3. When identities are similar, the template for constructing the crystal structure using the high-precision X-ray method is preferred. If X-ray is unavailable, check the protein structure resolution in the PDB. The one with a higher resolution is preferred.
4. If Oligo-State has two values, homo and hetero, select both of them.
Step 3: Single-sourcing modeling
After selecting the optimal template protein, click Build Models on the page to automatically perform single-sourcing modeling. For proteins with short sequences (<100 residues), the process usually takes a few minutes. For proteins with a long sequence (>1000 residues), the process usually takes about 20 minutes. After the modeling is completed, the 3D spatial structure of the template and target proteins can be directly downloaded for subsequent analysis.
Step 4: Molecular dynamics simulation
Protein structures derived from homologous modeling can be used in molecular dynamics simulations. This process can be performed using tools such as Gromacs, which is normally time-consuming. HUAWEI CLOUD EIHealth provides an accelerated version of Gromacs that completes this process six times faster than the traditional version.
Modeling Result Statistics
Of the 20 proteins of SARS-CoV-2 whose primary structures have been modeled, 15 have high homology compared with SARS-CoV proteins, and the identities are over 70%. The 3D spatial conformation of these proteins is similar to that of template proteins.
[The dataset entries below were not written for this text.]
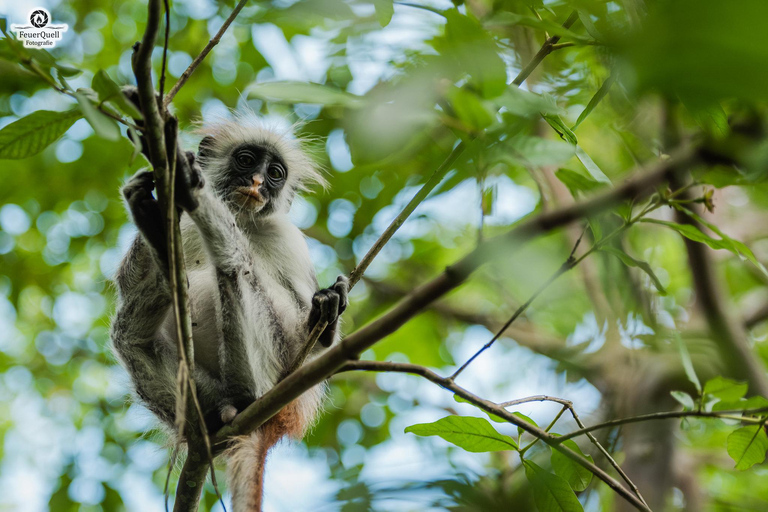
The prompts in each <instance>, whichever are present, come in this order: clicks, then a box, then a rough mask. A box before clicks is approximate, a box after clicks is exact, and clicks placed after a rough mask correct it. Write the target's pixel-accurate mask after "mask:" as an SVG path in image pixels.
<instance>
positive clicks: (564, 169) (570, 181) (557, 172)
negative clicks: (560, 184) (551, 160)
mask: <svg viewBox="0 0 768 512" xmlns="http://www.w3.org/2000/svg"><path fill="white" fill-rule="evenodd" d="M555 176H557V179H559V180H560V181H561V182H562V183H563V185H565V186H566V187H568V190H569V191H570V192H571V195H572V196H573V197H574V198H578V196H579V194H580V193H582V194H583V193H588V192H592V191H593V190H597V189H599V188H601V187H602V185H601V184H600V183H598V182H597V181H595V180H593V179H591V178H589V177H587V176H584V175H583V174H579V173H578V172H576V171H572V170H570V169H558V170H557V171H556V172H555Z"/></svg>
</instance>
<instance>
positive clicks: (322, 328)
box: [166, 0, 578, 376]
mask: <svg viewBox="0 0 768 512" xmlns="http://www.w3.org/2000/svg"><path fill="white" fill-rule="evenodd" d="M243 1H245V0H243ZM241 3H242V2H241ZM238 7H239V4H238ZM233 14H234V13H233ZM577 19H578V13H577V12H576V11H573V12H572V13H571V14H570V16H568V19H567V20H566V21H565V23H563V27H564V28H569V27H570V26H571V25H573V24H574V23H575V22H576V20H577ZM559 40H560V36H552V37H550V38H548V39H547V40H546V42H545V43H544V45H543V46H542V47H541V49H540V50H539V52H538V53H537V54H536V56H535V57H534V59H533V60H532V61H531V62H530V63H529V64H528V65H527V66H526V67H525V69H523V70H522V71H521V72H520V74H518V75H517V77H515V79H514V80H513V81H512V85H514V86H516V87H520V85H521V84H522V83H523V82H524V81H525V79H526V78H527V77H528V75H530V74H531V72H533V70H534V69H536V67H537V66H538V65H539V64H541V61H542V60H544V58H545V57H546V56H547V55H549V54H550V53H551V52H552V45H553V44H555V43H556V42H558V41H559ZM201 56H202V57H204V56H205V55H203V54H201ZM201 60H202V59H201ZM193 65H195V63H194V62H193V63H192V64H191V65H190V68H192V67H193ZM193 71H194V69H193ZM185 73H186V72H185ZM182 79H184V76H182ZM182 79H179V83H177V84H176V85H177V86H179V87H180V86H181V85H183V82H182ZM175 89H176V86H174V90H171V92H169V93H168V96H169V97H173V96H172V93H173V94H175V92H174V91H175ZM166 99H167V98H166ZM473 140H475V139H474V138H472V139H471V140H470V141H469V142H464V141H461V142H459V143H458V144H457V145H456V146H455V147H454V148H453V151H451V153H450V154H449V155H448V156H447V157H446V159H445V160H443V163H441V164H440V166H439V167H438V168H437V169H435V172H433V173H432V175H431V176H430V177H429V179H428V180H427V182H426V183H425V184H424V185H422V187H421V188H420V189H419V191H418V192H416V195H414V196H413V198H412V199H411V200H410V201H409V202H408V204H407V205H406V206H405V208H403V210H402V211H401V212H400V213H399V214H398V215H397V217H395V218H394V219H393V220H392V222H391V223H390V224H389V226H387V229H385V230H384V233H382V234H381V236H380V237H379V238H378V239H377V240H376V242H374V244H373V246H372V247H371V248H370V249H369V250H368V252H367V253H365V256H363V259H361V260H360V263H358V264H357V266H356V267H355V268H354V269H353V270H352V272H351V273H350V274H349V289H350V290H351V289H352V288H354V286H355V285H356V284H357V282H358V281H359V280H360V278H362V277H363V274H364V273H365V271H366V270H367V269H368V266H370V264H371V263H372V262H373V260H374V258H376V256H377V255H378V254H379V253H380V252H381V250H382V249H383V248H384V246H385V245H387V243H388V242H389V241H390V240H391V239H392V237H393V236H394V234H395V232H397V230H398V229H400V226H402V225H403V223H404V222H405V221H406V220H407V219H408V217H410V215H411V214H412V213H413V211H414V210H415V209H416V207H418V206H419V205H420V204H421V203H422V202H423V201H424V200H425V199H426V198H427V196H428V195H429V193H430V192H432V190H434V188H435V187H436V186H437V185H438V184H439V183H440V182H441V181H442V180H443V177H444V176H445V174H446V173H447V172H448V171H450V170H451V168H452V167H453V164H455V163H456V160H458V159H459V157H460V156H461V154H462V153H463V152H464V150H465V149H466V147H467V144H469V143H471V142H472V141H473ZM324 330H325V326H322V325H316V326H315V327H314V328H313V329H312V332H311V333H310V335H309V338H308V340H307V342H306V343H305V344H304V346H303V347H302V349H301V350H300V351H299V354H298V356H297V357H296V358H295V359H294V361H293V362H292V363H291V366H290V367H289V368H288V369H287V371H286V372H285V374H284V376H285V375H289V374H290V373H293V372H294V371H296V369H298V368H299V367H300V366H301V365H302V364H304V361H305V359H306V357H307V355H308V354H310V353H311V352H312V348H313V347H314V346H315V344H316V343H317V340H318V339H319V338H320V335H321V334H322V332H323V331H324Z"/></svg>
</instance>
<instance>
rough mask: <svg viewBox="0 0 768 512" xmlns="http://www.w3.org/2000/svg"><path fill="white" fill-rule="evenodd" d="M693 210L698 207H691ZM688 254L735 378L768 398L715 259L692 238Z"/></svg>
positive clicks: (696, 297)
mask: <svg viewBox="0 0 768 512" xmlns="http://www.w3.org/2000/svg"><path fill="white" fill-rule="evenodd" d="M689 207H690V208H693V207H694V205H693V204H691V205H689ZM675 217H676V220H677V222H679V223H680V224H688V225H692V226H696V228H697V229H700V230H701V229H703V226H700V225H699V223H698V222H697V221H696V220H695V219H693V218H691V217H689V216H687V215H685V214H684V213H683V212H681V211H679V210H676V211H675ZM683 242H684V243H685V248H686V250H687V252H688V264H689V266H690V271H691V279H693V287H694V290H695V292H696V304H697V305H698V307H699V308H701V312H702V314H703V316H704V319H705V320H706V322H707V324H708V325H709V329H710V331H711V333H712V335H713V336H714V338H715V341H717V342H718V345H719V348H720V355H721V357H722V358H723V361H724V362H725V364H726V366H727V368H728V370H729V372H730V374H731V375H733V376H736V377H746V379H747V381H748V382H749V390H750V392H751V393H753V394H758V395H761V396H768V377H766V373H765V368H764V367H763V365H762V363H761V362H760V360H759V358H758V357H757V356H756V355H755V353H754V352H753V350H752V349H751V348H750V346H749V342H748V340H747V333H746V331H745V327H744V325H743V324H741V323H739V322H737V321H735V320H734V319H733V318H732V317H731V315H729V314H728V312H727V306H726V304H725V301H724V292H723V290H722V289H721V286H720V283H719V282H718V278H717V275H716V270H715V265H714V262H713V261H712V255H711V253H710V251H709V249H708V248H707V246H706V245H704V244H702V243H698V242H694V241H693V240H689V239H688V238H683Z"/></svg>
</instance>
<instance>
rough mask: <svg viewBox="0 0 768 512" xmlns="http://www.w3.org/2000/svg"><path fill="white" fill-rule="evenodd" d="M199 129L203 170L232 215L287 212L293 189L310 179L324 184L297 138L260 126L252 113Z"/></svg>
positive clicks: (308, 182)
mask: <svg viewBox="0 0 768 512" xmlns="http://www.w3.org/2000/svg"><path fill="white" fill-rule="evenodd" d="M201 132H202V133H203V135H204V137H203V140H202V141H201V142H200V149H199V155H198V159H199V161H200V164H201V165H202V168H203V172H204V173H205V175H206V177H207V178H208V181H209V183H211V184H212V185H213V187H214V189H215V190H216V193H217V194H218V195H219V196H220V197H221V198H222V199H224V200H225V201H226V202H227V204H229V205H230V206H231V207H232V208H233V211H235V212H237V213H242V214H244V215H246V216H247V217H250V216H252V215H253V214H256V213H258V214H259V215H270V214H272V213H287V212H288V210H289V209H290V207H291V202H292V201H293V198H294V196H295V195H296V192H297V191H302V190H306V188H307V186H308V185H310V184H311V183H317V184H321V185H325V180H324V179H323V177H322V175H321V173H320V171H319V170H318V168H317V166H316V165H315V163H314V162H313V161H312V159H311V158H310V157H309V155H308V154H307V153H306V151H305V150H304V148H303V147H302V143H301V141H299V140H296V139H295V138H292V137H291V136H290V135H289V134H287V133H280V132H277V131H275V130H270V129H268V128H266V127H265V126H264V125H263V124H261V123H260V122H259V120H258V119H256V118H255V116H250V115H249V116H238V117H236V118H234V119H233V120H230V121H224V122H220V123H217V124H215V125H210V126H205V127H204V128H203V129H202V130H201Z"/></svg>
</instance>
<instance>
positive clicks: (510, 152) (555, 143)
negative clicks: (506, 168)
mask: <svg viewBox="0 0 768 512" xmlns="http://www.w3.org/2000/svg"><path fill="white" fill-rule="evenodd" d="M499 148H501V149H502V151H503V153H502V155H499V156H500V159H502V160H508V161H510V162H511V163H515V164H520V165H524V166H532V167H538V166H542V165H557V164H562V163H564V162H567V161H568V160H570V159H571V158H572V157H573V152H574V147H573V146H572V145H571V144H568V143H567V142H563V141H559V140H551V139H542V138H540V137H527V136H524V135H520V136H518V137H513V138H511V139H510V140H509V141H507V142H506V143H505V144H502V145H500V146H499Z"/></svg>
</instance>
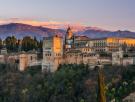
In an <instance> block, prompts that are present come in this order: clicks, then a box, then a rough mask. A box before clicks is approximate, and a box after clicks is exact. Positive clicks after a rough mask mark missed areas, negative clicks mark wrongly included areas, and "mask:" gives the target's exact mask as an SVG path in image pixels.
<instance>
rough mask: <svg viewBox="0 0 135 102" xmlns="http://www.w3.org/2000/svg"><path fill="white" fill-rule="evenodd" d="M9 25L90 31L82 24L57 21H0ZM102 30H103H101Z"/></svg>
mask: <svg viewBox="0 0 135 102" xmlns="http://www.w3.org/2000/svg"><path fill="white" fill-rule="evenodd" d="M9 23H22V24H28V25H32V26H42V27H47V28H52V29H67V28H68V26H70V27H71V28H72V31H73V32H77V31H83V30H86V29H88V27H86V26H85V25H83V24H81V23H71V22H56V21H36V20H31V19H20V18H10V19H0V25H3V24H9ZM89 28H90V29H95V30H98V29H99V28H96V27H89ZM100 30H101V29H100Z"/></svg>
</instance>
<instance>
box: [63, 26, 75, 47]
mask: <svg viewBox="0 0 135 102" xmlns="http://www.w3.org/2000/svg"><path fill="white" fill-rule="evenodd" d="M73 47H74V35H73V32H72V30H71V28H70V27H68V29H67V32H66V36H65V49H71V48H73Z"/></svg>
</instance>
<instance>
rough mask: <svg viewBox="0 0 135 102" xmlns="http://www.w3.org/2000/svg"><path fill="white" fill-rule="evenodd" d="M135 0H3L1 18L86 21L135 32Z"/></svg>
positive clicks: (1, 11) (92, 22)
mask: <svg viewBox="0 0 135 102" xmlns="http://www.w3.org/2000/svg"><path fill="white" fill-rule="evenodd" d="M134 5H135V0H0V19H8V18H22V19H24V18H25V19H34V20H38V21H48V20H52V21H56V22H73V23H82V24H85V25H88V26H96V27H100V28H104V29H107V30H118V29H121V30H131V31H135V6H134Z"/></svg>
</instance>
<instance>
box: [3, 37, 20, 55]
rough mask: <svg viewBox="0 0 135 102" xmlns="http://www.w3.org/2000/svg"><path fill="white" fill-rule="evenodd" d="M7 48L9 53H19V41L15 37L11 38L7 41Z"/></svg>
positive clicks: (7, 38) (11, 37)
mask: <svg viewBox="0 0 135 102" xmlns="http://www.w3.org/2000/svg"><path fill="white" fill-rule="evenodd" d="M5 44H6V48H7V50H8V51H9V52H16V51H17V49H18V48H17V39H16V37H15V36H11V37H10V36H9V37H7V38H6V39H5Z"/></svg>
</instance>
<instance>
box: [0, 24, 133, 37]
mask: <svg viewBox="0 0 135 102" xmlns="http://www.w3.org/2000/svg"><path fill="white" fill-rule="evenodd" d="M71 28H72V29H73V32H74V34H75V35H85V36H88V37H90V38H103V37H130V38H135V32H131V31H121V30H119V31H107V30H102V29H99V28H96V27H86V26H72V25H71ZM55 34H58V35H60V36H64V35H65V34H66V29H64V28H57V29H53V28H47V27H45V26H44V27H42V26H32V25H28V24H21V23H10V24H4V25H0V38H2V39H5V38H6V37H7V36H13V35H14V36H16V37H17V38H22V37H24V36H33V37H34V36H35V37H37V38H38V39H42V38H43V37H47V36H52V35H55Z"/></svg>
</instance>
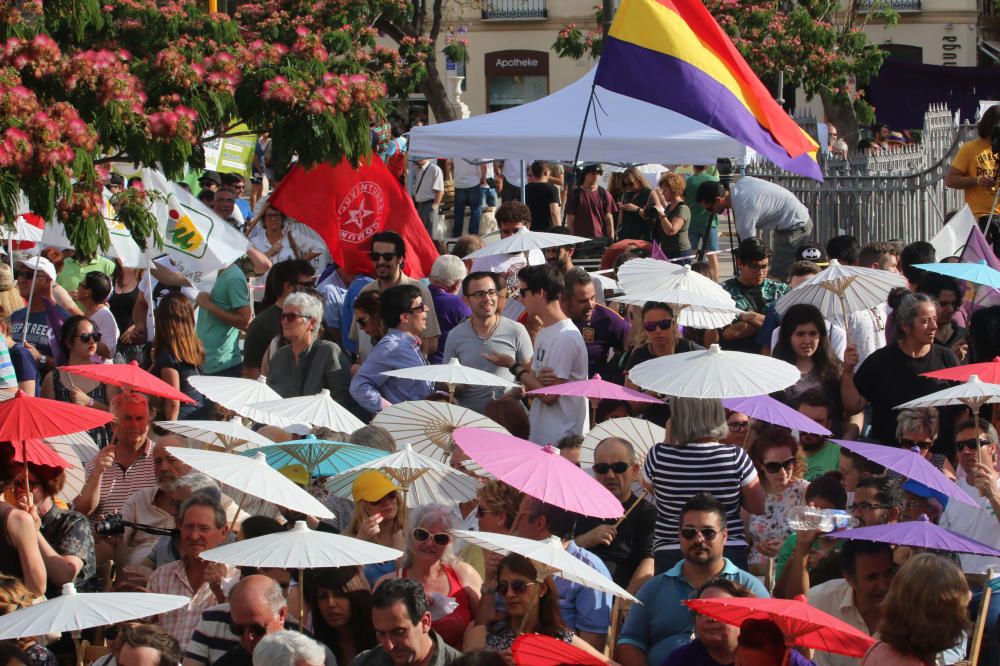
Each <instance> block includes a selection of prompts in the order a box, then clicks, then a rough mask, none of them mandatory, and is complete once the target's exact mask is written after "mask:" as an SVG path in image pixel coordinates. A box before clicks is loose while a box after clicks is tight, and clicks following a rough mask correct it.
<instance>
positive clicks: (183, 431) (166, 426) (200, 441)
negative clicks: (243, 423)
mask: <svg viewBox="0 0 1000 666" xmlns="http://www.w3.org/2000/svg"><path fill="white" fill-rule="evenodd" d="M156 425H158V426H160V427H161V428H163V429H164V430H169V431H170V432H172V433H174V434H177V435H180V436H181V437H187V438H188V439H193V440H196V441H199V442H201V443H203V444H207V445H209V446H213V447H221V448H223V449H225V450H226V451H249V450H251V449H256V448H258V447H261V446H270V445H271V444H274V442H272V441H271V440H269V439H268V438H267V437H264V436H263V435H260V434H258V433H256V432H254V431H253V430H251V429H250V428H247V427H246V426H244V425H243V424H242V423H241V419H240V418H239V417H234V418H232V419H230V420H229V421H157V422H156Z"/></svg>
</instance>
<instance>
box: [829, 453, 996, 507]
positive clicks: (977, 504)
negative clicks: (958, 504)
mask: <svg viewBox="0 0 1000 666" xmlns="http://www.w3.org/2000/svg"><path fill="white" fill-rule="evenodd" d="M831 441H833V443H834V444H839V445H840V446H841V447H843V448H845V449H847V450H849V451H854V452H855V453H857V454H858V455H860V456H863V457H865V458H868V459H869V460H871V461H872V462H875V463H878V464H879V465H882V467H885V468H887V469H891V470H892V471H893V472H896V473H897V474H900V475H901V476H905V477H906V478H908V479H913V480H914V481H918V482H919V483H922V484H924V485H925V486H927V487H928V488H932V489H933V490H936V491H938V492H939V493H943V494H945V495H947V496H948V497H951V498H954V499H956V500H958V501H959V502H961V503H962V504H968V505H969V506H974V507H976V508H977V509H978V508H979V503H978V502H977V501H976V500H974V499H972V498H971V497H969V495H968V494H967V493H966V492H965V491H964V490H962V489H961V488H959V487H958V485H957V484H956V483H954V482H953V481H952V480H951V479H949V478H948V477H946V476H945V475H944V474H943V473H942V472H941V470H939V469H938V468H937V467H935V466H934V465H932V464H931V463H930V461H929V460H927V459H926V458H924V457H923V456H922V455H920V453H919V451H911V450H910V449H899V448H896V447H893V446H882V445H881V444H868V443H866V442H849V441H847V440H842V439H834V440H831Z"/></svg>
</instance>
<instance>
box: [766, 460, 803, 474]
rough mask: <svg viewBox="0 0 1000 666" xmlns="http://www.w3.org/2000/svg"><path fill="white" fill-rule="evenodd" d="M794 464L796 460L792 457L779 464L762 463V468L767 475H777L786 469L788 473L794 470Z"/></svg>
mask: <svg viewBox="0 0 1000 666" xmlns="http://www.w3.org/2000/svg"><path fill="white" fill-rule="evenodd" d="M795 462H796V459H795V458H794V457H792V458H789V459H788V460H782V461H781V462H780V463H779V462H769V463H764V465H763V467H764V470H765V471H766V472H767V473H769V474H777V473H778V472H780V471H781V470H783V469H787V470H788V471H789V472H790V471H792V470H793V469H795Z"/></svg>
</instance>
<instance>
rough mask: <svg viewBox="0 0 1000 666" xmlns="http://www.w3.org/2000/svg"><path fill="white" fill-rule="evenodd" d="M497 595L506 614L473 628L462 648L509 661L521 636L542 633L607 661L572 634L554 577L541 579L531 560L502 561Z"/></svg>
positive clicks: (589, 644) (523, 558) (519, 556)
mask: <svg viewBox="0 0 1000 666" xmlns="http://www.w3.org/2000/svg"><path fill="white" fill-rule="evenodd" d="M495 585H496V593H497V595H499V596H500V597H502V598H503V600H504V606H506V609H507V610H506V613H505V614H504V615H503V616H501V618H500V619H498V620H496V621H494V622H492V623H490V624H489V625H485V626H484V625H479V626H476V627H475V628H473V629H471V630H470V631H469V633H468V635H467V636H466V638H465V642H464V645H463V646H462V649H463V650H464V651H465V652H469V651H472V650H480V649H483V648H486V649H487V650H496V651H498V652H500V653H501V654H502V655H504V657H505V658H506V659H508V661H509V659H510V649H511V646H512V645H514V641H515V640H516V639H517V637H518V636H520V635H522V634H532V633H534V634H542V635H545V636H551V637H552V638H557V639H559V640H561V641H564V642H566V643H570V644H571V645H573V646H575V647H578V648H580V649H581V650H583V651H585V652H587V653H589V654H591V655H593V656H595V657H597V658H598V659H601V660H604V655H602V654H601V653H599V652H597V650H595V649H594V648H593V647H592V646H591V645H590V643H587V642H586V641H584V640H583V639H581V638H580V637H578V636H575V635H574V634H573V631H572V630H571V629H569V628H568V627H567V626H566V623H565V622H563V619H562V615H561V614H560V613H559V592H558V591H556V584H555V581H554V580H553V578H552V576H546V577H545V579H544V580H542V581H539V580H538V570H537V569H536V568H535V565H534V564H532V563H531V560H529V559H528V558H526V557H524V556H522V555H517V554H511V555H508V556H506V557H505V558H503V559H502V560H500V564H499V565H498V566H497V577H496V581H495Z"/></svg>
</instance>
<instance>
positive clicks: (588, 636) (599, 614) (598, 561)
mask: <svg viewBox="0 0 1000 666" xmlns="http://www.w3.org/2000/svg"><path fill="white" fill-rule="evenodd" d="M577 518H579V516H577V515H576V514H574V513H571V512H569V511H566V510H565V509H561V508H559V507H557V506H553V505H551V504H546V503H545V502H542V501H540V500H537V499H534V498H532V497H528V496H525V498H524V502H523V503H522V504H521V511H520V512H519V513H518V515H517V518H515V522H514V526H513V528H512V532H513V534H514V535H515V536H519V537H522V538H525V539H535V540H538V541H542V540H545V539H548V538H549V537H552V536H556V537H559V539H561V540H562V542H563V545H564V546H565V548H566V552H567V553H569V554H570V555H572V556H573V557H575V558H576V559H578V560H580V561H581V562H584V563H586V564H587V565H589V566H591V567H593V568H594V569H596V570H597V571H599V572H600V573H602V574H603V575H604V576H606V577H607V578H608V580H611V573H610V572H609V571H608V568H607V567H606V566H604V562H602V561H601V558H599V557H597V555H594V554H593V553H591V552H590V551H589V550H586V549H584V548H580V547H579V546H577V545H576V543H574V542H573V526H574V525H575V524H576V521H577ZM555 580H556V590H557V591H558V592H559V612H560V614H561V615H562V619H563V622H565V623H566V626H567V627H569V628H570V629H571V630H572V631H574V632H575V633H576V635H577V636H579V637H580V638H582V639H583V640H585V641H587V642H588V643H590V644H591V645H593V646H594V647H595V648H596V649H597V650H603V649H604V642H605V641H606V640H607V637H608V624H609V623H610V621H611V595H610V594H607V593H606V592H599V591H597V590H594V589H592V588H589V587H584V586H583V585H580V584H579V583H571V582H570V581H568V580H566V579H565V578H560V577H559V576H556V578H555Z"/></svg>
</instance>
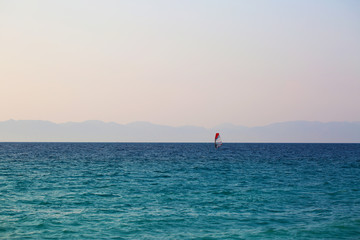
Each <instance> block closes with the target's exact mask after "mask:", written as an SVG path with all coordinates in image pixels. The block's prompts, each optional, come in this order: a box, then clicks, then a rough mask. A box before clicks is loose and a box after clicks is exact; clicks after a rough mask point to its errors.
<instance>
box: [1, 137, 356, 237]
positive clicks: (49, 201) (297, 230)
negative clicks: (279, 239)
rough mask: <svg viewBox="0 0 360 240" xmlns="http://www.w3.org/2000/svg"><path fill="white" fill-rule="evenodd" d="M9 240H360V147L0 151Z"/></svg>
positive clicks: (234, 145)
mask: <svg viewBox="0 0 360 240" xmlns="http://www.w3.org/2000/svg"><path fill="white" fill-rule="evenodd" d="M0 239H208V240H210V239H360V144H281V143H271V144H270V143H224V144H223V146H222V147H220V148H219V149H215V148H214V144H213V143H0Z"/></svg>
One of the proteins, NSP4, does not have a good homologous protein in SARS-CoV. It is modeled with A59 of hepatitis viruses in mice, and its identity is greater than 60%.
The homologous modeling results of another four proteins are not ideal. NSP2, NSP6, and M do not have good target templates. The identity of the protein sequence with the best matching degree is less than 30%. In addition, the length of the NSP11 protein is only 11 residues, which is too short and does not meet the modeling requirements.
The following table lists the lengths of the target proteins, the selections of the template proteins, and the parameters for homologous modeling.
The 3D structures of template proteins and SARS-CoV-2 proteins obtained from homologous modeling are saved in PDB format. To facilitate query, the Notebook tool of the HUAWEI CLOUD EIHealth platform provides plug-ins and tools required for visualization. You can interactively drag and display the 3D structure of any of the proteins.
The preceding data, algorithms, and tools have been integrated into the HUAWEI CLOUD EIHealth platform. Using the powerful computing capability of the HUAWEI CLOUD Ascend AI clusters, you can complete end-to-end analysis in a time- and labor-efficient manner.